Creo que aquí se mezclaba una noción de gusto que Borges solía imponer en sus juicios y preferencias. La formación francesa e inglesa quizá le velaba el ingreso en el estilo de Valle. Era, creo, un rechazo epidérmico e inicial que se fue transformando en definitivo.
Tal vez tentando por el otro cuerno, le acerqué la prosa de Azorín, indirecta, sugerente, precisa, refinada y sin desborde alguno que pueda aproximarlo al volcán Valle‑Inclán. También lo desechó casi sin más trámite: No me gusta. Evaristo Carriego decía que Azorín escribía estilo pan rallado». ¿Quería decir esto porque escribía sin unidad?

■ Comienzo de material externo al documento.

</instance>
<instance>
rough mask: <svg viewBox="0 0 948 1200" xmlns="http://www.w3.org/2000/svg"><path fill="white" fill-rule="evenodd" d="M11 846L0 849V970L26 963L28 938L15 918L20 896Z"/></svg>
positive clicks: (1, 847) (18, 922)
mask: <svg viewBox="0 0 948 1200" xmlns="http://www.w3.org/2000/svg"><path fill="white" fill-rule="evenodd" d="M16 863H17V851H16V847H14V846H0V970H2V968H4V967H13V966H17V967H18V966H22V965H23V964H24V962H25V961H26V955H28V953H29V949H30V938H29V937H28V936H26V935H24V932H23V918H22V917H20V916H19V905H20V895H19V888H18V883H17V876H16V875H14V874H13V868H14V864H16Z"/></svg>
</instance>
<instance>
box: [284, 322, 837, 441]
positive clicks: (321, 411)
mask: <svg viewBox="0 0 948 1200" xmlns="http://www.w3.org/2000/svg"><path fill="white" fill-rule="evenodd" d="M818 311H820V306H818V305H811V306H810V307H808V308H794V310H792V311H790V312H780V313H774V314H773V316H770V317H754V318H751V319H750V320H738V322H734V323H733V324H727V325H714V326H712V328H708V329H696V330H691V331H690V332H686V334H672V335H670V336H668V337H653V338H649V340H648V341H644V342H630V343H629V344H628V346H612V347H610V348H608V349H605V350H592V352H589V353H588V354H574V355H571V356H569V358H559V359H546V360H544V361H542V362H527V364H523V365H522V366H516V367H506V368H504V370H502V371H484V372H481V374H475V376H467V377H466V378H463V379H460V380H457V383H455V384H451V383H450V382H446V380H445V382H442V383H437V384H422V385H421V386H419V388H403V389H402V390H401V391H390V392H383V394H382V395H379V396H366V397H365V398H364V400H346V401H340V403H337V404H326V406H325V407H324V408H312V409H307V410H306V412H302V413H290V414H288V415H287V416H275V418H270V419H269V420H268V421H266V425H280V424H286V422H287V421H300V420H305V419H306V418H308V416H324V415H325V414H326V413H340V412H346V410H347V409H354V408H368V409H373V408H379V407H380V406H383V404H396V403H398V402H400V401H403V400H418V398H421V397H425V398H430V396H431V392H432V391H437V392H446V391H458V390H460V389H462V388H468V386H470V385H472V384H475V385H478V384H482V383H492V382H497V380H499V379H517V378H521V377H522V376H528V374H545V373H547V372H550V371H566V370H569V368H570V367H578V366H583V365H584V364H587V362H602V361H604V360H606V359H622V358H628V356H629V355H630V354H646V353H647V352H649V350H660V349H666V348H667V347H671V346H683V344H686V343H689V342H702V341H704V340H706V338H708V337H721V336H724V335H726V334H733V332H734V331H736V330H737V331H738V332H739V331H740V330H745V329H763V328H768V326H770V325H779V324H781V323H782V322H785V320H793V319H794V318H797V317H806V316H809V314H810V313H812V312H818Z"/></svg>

¿Y Baroja?, le pregunté. Lo recuerdo con afecto. Se le quiere más a él que a su obra, y eso no es bueno para un escritor. Es al revés de lo que pasa con Shakespeare. Todos recordamos Hamlet y casi no nos interesa el hombre que lo escribió.
¿Y Galdós? Me dijo: Nunca me interesó, aunque leí Misericordia con placer. En general no me interesa esa novela que se inicia en Flaubert y según la cual, cuando uno entra en una habitación tiene que describir todos los muebles que ve…
Pensé en aquella ocasión que si Borges, como otros argentinos de su generación, hubiese leído a Galdós en francés, éste ocuparía un puesto no inferior al de Balzac en su escala de valores.
La influencia de la literatura francesa desde finales de siglo tuvo mucho de oposición a la cultura / incultura del siglo XX español. A Borges le gustaba contar una anécdota de su admirado Lugones, quien aconsejó así al joven novelista Manuel Gálvez: ¿Para qué lee usted literatura española? Es como si leyese literatura búlgara. Lea la gran literatura y olvídese de esas piezas de museo de literatura española, búlgara, etcétera».
Borges pasaba de la exaltada ponderación de El quijote y de Quevedo a una especie de sospecha y desconocimiento generalizado de todo el resto.
Cuando le nombré a Calderón me dijo: Calderón era un payador, o si se quiere, una superstición de los alemanes.
Algunas ventajas reconocía: por ejemplo, la grandeza de Gracilazo, pero descontándole la formación italiana y la influencia de Petrarca. Pero Gracilazo es más fuerte y más grande.
En una conversación anterior, calificó a García Lorca de gitano profesional. Le dije que eso era tremendamente injusto. (Borges, para ubicar un buen chiste, una boutade, podía ir mucho más lejos de lo propuesto. Seguramente para él Lorca era un publicitario poeta que había visitado Buenos Aires y con quien no había congeniado.) Me dijo: Nunca me interesó García Lorca, pero no me gustaría que alguien crea que tengo algo contra los andaluces: Yo hubiera querido ser andaluz. Nunca hubiera querido ser catalán… ¿Tampoco le interesó el teatro de Lorca? Tampoco. Vi Yerma y no me gustó; peor me pareció mala.
Después, como recapitulando: Mire, yo creo que le dimos más a España que España a Hispanoamérica, a partir de Darío… Le retruqué que había que andar con cuidado con ese tipo de afirmaciones, porque los creadores de la gran prosa hispanoamericana (entre los que él se contaba) han creado su lenguaje a partir de extraordinaria poesía española. Borges lo negó: No creo, más bien pienso que tienen influencias de los franceses. Dije que eso tal vez podía pasar en las letras argentinas, nacidas del cosmopolitismo, pero que no era el caso, por ejemplo, de los maestros cubanos como Lezama Lima, Carpentier o Severo Sarduy. No puedo decirle nada porque no los he leído, me dijo. Y a propósito de García Loma y para demostrarle que no tengo nada contra los poetas españoles, me gustaría rescatar a alguien que todos tienen por un erudito pero que también era un gran poeta injustamente olvidado: me refiero a Marcelino Menéndez y Pelayo. Mire este verso: La náyade en el agua de la fuente…
Borges tampoco conocía la obra de Cela, el último Nóbel español. Seguramente La colmena o La mazurca le habrían parecido obras violentas, un poco guarangas, como las de Valle‑Inclán.
Pero no. Ya es tarde como para alegar contra esos juicios nacidos de la valleinclanesca arbitrariedad de Jorge Luis Borges (esas siempre sugestivas arbitrariedades de Borges), que murió convencido de que en la literatura española prevalecen las máscaras sobre las personas.